Setting Up Hadoop 2.7.1 on Windows and Managing HDFS Storage

Hadoop Installation on Windows

This guide covers the complete process of deploying Hadoop 2.7.1 on a Windows system, configuring HDFS, and performing file operations.

Prerequisites

Windows operating system
JDK 8 or compatible Java version installed
Hadoop 2.7.1 binary distribution from Apache archives
Windows-specific Hadoop binaries (hadooponwindows-master)

Installation Steps

1. Download and Extract Hadoop

Obtain Hadoop 2.7.1 from the Apache archive:

https://archive.apache.org/dist/hadoop/common/hadoop-2.7.1/

Extract the archive to a desired location, such as D:\home\hadoop\hadoop-2.7.1.

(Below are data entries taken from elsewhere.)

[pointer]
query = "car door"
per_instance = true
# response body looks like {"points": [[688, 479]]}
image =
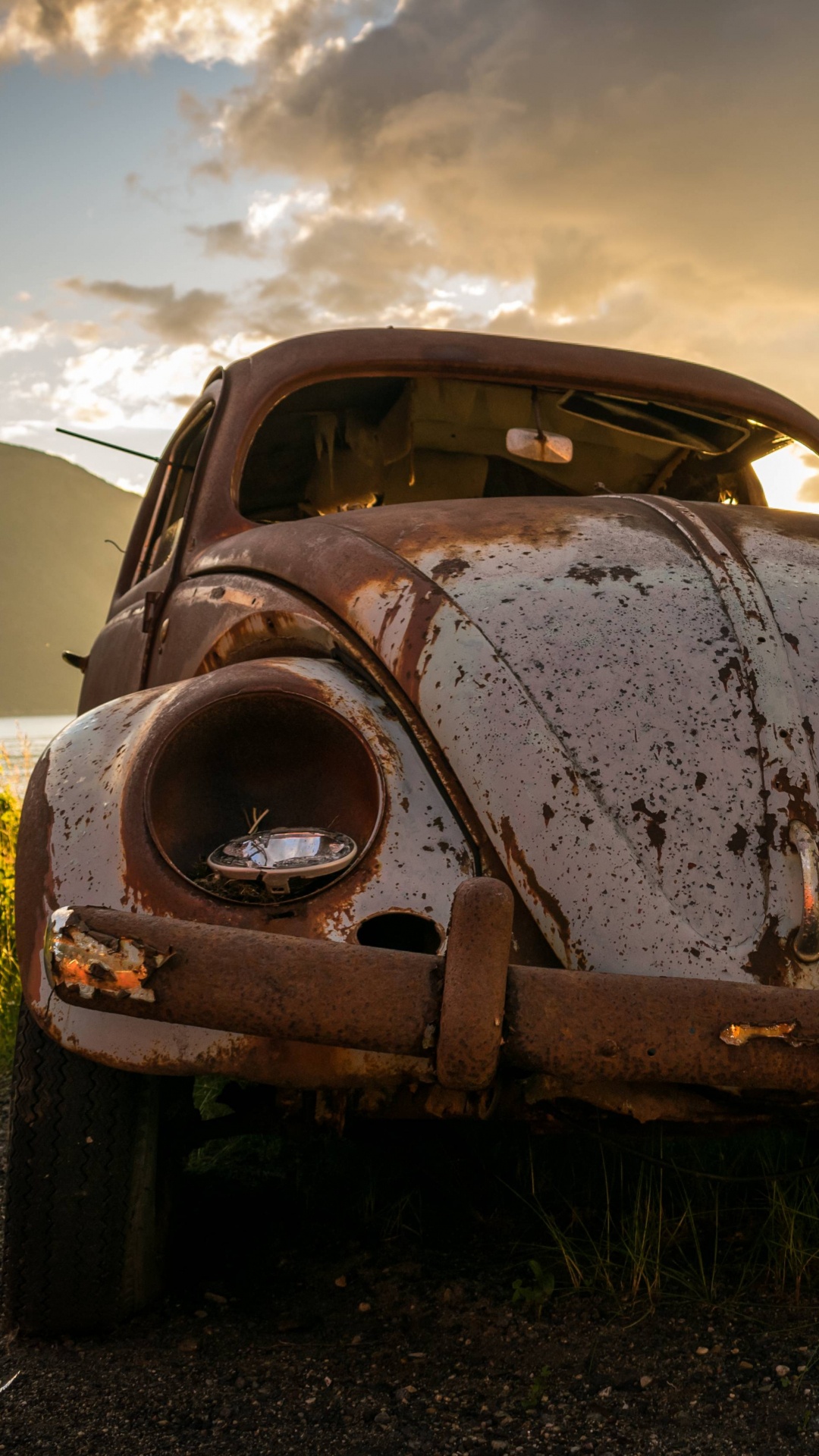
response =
{"points": [[120, 655]]}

2. Apply Windows Compatibility Files

The official Hadoop distribution lacks Windows support binaries. Download the Windows-compatible package and extract its contents:

Replace the bin directory in the Hadoop installation with the Windows version
Replace the etc directory similarly

3. Configure Environment Variables

Set the following system environment variables:

Variable	Value
JAVA_HOME	JDK installation path (e.g., C:\Program Files\Java\jdk1.8.0_xxx)
HADOOP_HOME	D:\home\hadoop\hadoop-2.7.1
PATH	Add %HADOOP_HOME%\bin and %HADOOP_HOME%\sbin

Configuration Files

All configuration file are located in HADOOP_HOME\etc\hadoop.

4. Configure core-site.xml

This file defines core Hadoop settings:

<configuration>
    <property>
        <name>fs.default.name</name>
        <value>hdfs://localhost:9000</value>
    </property>
</configuration>

5. Configure hdfs-site.xml

Before editing, create the necessary directory structure:

HADOOP_HOME\
  └── data\
        ├── namenode\
        └── datanode\

Add the following configuration:

<configuration>
    <property>
        <name>dfs.replication</name>
        <value>1</value>
    </property>
    <property>
        <name>dfs.namenode.name.dir</name>
        <value>/D:/home/hadoop/hadoop-2.7.1/data/namenode</value>
    </property>
    <property>
        <name>dfs.datanode.data.dir</name>
        <value>/D:/home/hadoop/hadoop-2.7.1/data/datanode</value>
    </property>
</configuration>

Important: Ensure forward slashes and leading / are used in path definitions.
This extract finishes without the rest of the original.